Jednak problem najprawdopodobniej polega na czym innym. Niektórzy lekarze i pielęgniarki mają wyrzucać szczepionkę do śmietnika, a osobie, która zapłaci, wydawać fałszywy (choć w świetle prawa oryginalny) certyfikat. Ministerstwo Zdrowia ma świadomość tego typu działań i zapowiada surowe kary.
Katarzyna Kubicka-Żach
Ministerstwo Zdrowia

Ministerstwo Zdrowia podkreśla, że tego rodzaju działania grożą konsekwencjami karnymi dla sprzedającego i kupującego. Zaznaczamy, że każda taka sytuacja podważa działania podejmowane w celu przeciwdziałania pandemii, wpływa na zwiększenie zagrożenia COVID-19, a także na zdrowie wszystkich obywateli.

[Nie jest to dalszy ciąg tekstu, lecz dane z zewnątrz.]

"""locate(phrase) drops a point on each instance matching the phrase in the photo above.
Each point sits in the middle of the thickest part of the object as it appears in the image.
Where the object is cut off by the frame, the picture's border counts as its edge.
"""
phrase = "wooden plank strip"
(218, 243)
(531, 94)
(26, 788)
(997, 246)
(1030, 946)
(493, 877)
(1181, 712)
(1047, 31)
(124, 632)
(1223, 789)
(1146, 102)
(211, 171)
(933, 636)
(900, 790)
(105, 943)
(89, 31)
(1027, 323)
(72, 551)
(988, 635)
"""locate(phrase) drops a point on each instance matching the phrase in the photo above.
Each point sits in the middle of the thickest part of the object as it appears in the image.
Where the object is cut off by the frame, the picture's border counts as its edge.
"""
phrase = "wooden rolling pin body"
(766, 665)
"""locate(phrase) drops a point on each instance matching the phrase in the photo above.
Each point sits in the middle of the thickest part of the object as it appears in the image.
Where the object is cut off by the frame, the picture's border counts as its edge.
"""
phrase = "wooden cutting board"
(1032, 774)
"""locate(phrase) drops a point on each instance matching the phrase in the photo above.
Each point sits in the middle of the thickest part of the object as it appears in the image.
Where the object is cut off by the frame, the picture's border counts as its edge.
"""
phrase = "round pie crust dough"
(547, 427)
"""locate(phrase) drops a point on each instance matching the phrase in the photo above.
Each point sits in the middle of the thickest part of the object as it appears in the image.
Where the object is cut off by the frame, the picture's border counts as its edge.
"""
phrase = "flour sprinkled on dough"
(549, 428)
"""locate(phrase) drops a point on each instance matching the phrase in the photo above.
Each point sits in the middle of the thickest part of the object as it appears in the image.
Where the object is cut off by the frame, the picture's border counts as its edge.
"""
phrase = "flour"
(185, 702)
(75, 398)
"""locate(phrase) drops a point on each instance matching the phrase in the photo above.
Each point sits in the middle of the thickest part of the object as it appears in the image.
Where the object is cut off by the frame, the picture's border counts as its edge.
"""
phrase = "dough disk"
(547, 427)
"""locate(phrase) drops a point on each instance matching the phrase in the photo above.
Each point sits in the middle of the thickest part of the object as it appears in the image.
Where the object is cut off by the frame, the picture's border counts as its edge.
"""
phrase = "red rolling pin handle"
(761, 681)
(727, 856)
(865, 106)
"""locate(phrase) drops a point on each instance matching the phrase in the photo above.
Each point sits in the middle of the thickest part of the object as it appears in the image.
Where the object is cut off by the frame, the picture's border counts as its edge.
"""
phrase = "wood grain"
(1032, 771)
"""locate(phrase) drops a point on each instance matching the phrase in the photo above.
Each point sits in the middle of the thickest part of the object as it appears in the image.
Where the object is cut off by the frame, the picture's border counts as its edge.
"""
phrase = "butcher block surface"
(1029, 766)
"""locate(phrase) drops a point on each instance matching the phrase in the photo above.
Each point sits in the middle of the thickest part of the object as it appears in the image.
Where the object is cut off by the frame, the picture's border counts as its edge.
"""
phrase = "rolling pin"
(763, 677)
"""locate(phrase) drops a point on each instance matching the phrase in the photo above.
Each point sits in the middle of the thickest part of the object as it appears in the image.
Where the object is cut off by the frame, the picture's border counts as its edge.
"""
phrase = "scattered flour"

– Do NFZ wpłynęło kilkanaście sygnałów dotyczących handlu fałszywymi certyfikatami szczepień i fałszowania dokumentacji medycznej. Takie działanie, po pierwsze zwiększa ryzyko dalszego rozprzestrzenienia się koronawirusa, po drugie - jest przestępstwem i prowadzi do odpowiedzialności karnej. Wszystkie tego typu zgłoszenia są przekazywane organom ścigania – dodaje.

– Już po pierwszych sygnałach, które wpłynęły do NFZ, Fundusz przesłał pismo do wszystkich punktów szczepień z informacją o sankcjach karnych grożących za fałszowanie dokumentacji medycznej, w tym przypadku karty szczepień, oraz za przyjęcie korzyści majątkowej lub osobistej przez pracowników punktów. Poinformował również o konieczności zgłaszania takich przypadków do właściwym służbom – deklaruje urzędniczka.